Carla and Johke have been dating for two years. They don’t live together yet, so this early-morning production period is their only certain opportunity for alone time – especially considering the rest of the day Johke is in the kitchen and Carla out front.

Being professional partners has had its advantages for their personal partnership. They’ve realised they can’t have a fight and storm off. Rather, learning how to resolve issues quickly so they can get back to working together has become the order of the day.

“Bad shit is gonna happen and you have to just be, like, well, that bad thing has happened, let’s move forward and see what we can do,” says Carla. 

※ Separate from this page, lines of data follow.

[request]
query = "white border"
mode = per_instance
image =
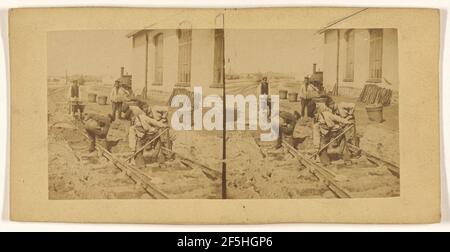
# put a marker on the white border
(6, 225)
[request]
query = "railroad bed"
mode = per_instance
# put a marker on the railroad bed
(110, 177)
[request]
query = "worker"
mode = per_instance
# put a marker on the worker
(307, 91)
(287, 125)
(74, 100)
(97, 126)
(131, 111)
(118, 96)
(264, 90)
(160, 113)
(145, 128)
(345, 110)
(330, 125)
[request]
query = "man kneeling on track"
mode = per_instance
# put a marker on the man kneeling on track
(331, 126)
(97, 126)
(146, 128)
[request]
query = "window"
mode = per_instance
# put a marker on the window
(376, 54)
(350, 55)
(159, 56)
(184, 56)
(218, 57)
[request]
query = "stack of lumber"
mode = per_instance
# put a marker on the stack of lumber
(181, 91)
(373, 94)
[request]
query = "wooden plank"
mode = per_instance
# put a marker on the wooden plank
(209, 172)
(134, 173)
(320, 172)
(393, 168)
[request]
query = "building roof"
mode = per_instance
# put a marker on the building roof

“I think it’s also bad shit’s gonna happen, but there’s no point taking it out on each other and that’s kind of what most people do; they immediately want to blame the other person,” Johke adds.

The couple met as students at university and were friends for a long time before they became involved. “We’ve known each other for so many years,” says Johke. “We used to party together. Now we don’t even drink.”

Giving up booze happened long before they started this business, but it’s a move that proved prescient considering bedtime for them these days is no later than eight.  DM/TGIFood

Grumpy & Runt is on Dunkley Square in Gardens, Cape Town [email protected], 076 677 5979 

∗ Note Rumsy’s Noose and That Doughnut Guy also make vegan donuts in Cape Town but you have to pre-order them.